In the middle of his talk Hoover rises to "walk the yard," to

get away from any listening devices in the visiting room. He has

known for some time that there have been microphones concealed in

the visitors' passes.   He and Bradley pace an enclosed grassy

area.  Hoover listens and nods, speaking every few minutes.

Hoover's disciples in Chicago and their brothers in inner

cities across the country are the lepers of our society.  Hoover

can touch them.  But where will his guiding hand lead, and perhaps

more important than the question of his character, can any leader

bring this flock into the American family without the restructuring

of a shrinking economy?

When Hoover returns he talks about the Black middle class.

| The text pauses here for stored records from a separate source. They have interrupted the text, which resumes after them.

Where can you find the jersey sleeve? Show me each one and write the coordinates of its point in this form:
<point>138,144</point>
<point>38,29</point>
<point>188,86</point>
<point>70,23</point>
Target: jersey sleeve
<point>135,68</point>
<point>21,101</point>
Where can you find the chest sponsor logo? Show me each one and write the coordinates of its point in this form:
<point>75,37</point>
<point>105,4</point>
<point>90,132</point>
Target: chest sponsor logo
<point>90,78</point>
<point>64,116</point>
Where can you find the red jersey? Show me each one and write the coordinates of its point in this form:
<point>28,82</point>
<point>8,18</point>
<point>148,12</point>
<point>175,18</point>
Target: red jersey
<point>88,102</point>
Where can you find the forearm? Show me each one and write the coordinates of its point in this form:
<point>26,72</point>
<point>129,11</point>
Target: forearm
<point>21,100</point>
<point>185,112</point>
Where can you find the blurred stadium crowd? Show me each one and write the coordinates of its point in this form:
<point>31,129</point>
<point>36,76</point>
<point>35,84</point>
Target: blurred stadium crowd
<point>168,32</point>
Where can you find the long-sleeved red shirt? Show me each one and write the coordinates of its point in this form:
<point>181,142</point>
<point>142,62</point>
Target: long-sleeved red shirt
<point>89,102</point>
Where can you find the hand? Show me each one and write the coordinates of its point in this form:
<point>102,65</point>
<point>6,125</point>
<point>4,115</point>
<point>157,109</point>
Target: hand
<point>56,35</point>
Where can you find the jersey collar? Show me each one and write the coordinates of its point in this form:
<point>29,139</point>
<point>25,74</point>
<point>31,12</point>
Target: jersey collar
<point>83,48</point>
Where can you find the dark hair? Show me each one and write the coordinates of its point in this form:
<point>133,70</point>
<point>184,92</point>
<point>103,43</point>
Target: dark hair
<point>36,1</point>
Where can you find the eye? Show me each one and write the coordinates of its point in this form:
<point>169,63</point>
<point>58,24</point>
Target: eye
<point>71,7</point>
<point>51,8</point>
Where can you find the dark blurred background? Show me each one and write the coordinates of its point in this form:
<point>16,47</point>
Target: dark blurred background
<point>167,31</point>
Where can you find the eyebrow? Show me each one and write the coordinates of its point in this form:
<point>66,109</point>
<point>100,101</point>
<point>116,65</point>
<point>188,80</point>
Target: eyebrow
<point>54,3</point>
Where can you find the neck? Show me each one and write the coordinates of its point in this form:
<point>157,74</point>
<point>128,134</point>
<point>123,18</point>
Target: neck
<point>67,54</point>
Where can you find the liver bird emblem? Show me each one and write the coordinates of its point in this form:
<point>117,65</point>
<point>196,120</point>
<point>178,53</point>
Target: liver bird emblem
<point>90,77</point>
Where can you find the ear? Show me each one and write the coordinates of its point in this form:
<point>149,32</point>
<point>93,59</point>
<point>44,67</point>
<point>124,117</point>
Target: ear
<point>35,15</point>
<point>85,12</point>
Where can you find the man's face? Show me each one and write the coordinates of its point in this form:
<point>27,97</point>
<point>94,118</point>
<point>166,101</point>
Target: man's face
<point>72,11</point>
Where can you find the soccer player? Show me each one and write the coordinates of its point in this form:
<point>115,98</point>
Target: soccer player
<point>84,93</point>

"Sure they see themselves as apart from us.  But they are not

exempt in the long run.  They are like the jews in Germany who

believed that they would be spared when Hitler came to power. Ń

Larry Hoover is the picture of reason but he is at the rudder

of a ship that floats on violence.  Even if you accept the

proposition that he is a reformed man trying to change things, he‘

is never far from the murder game.

Last year, a Gangster Disciple in the prison at Pontiac

refused to move out of his cell and was set upon by a squad of

guards called to move him.  In the melee the inmate's cellmate was

killed.  It wasn't long before a supervisor at the same jail was

murdered, allegedly by Gangster Disciples.  The finger pointed at

Hoover.  Informants were sent to record an admission that he had

ordered the hit.  "I'll tell you the same thing I told the warden

here.  He has it on tape.  If I was going to have somebody killed

it would have been (Correction Commissioner) Lane."  The words are

soft but gravestone cold.

"They may never let me out, he says slowly.  "They locked up

a whole generation and they're locking up another right now,"

Hoover continues.  "Nothing is going to change unless the young

people get involved.  Chicago is the place where it can start.

Because that's where we have the organization."

Back in Chicago over in the Robert Taylor Homes, Life is

betting what slim chance he has left in this world that Larry

Hoover is a visionary not an ordinary villain.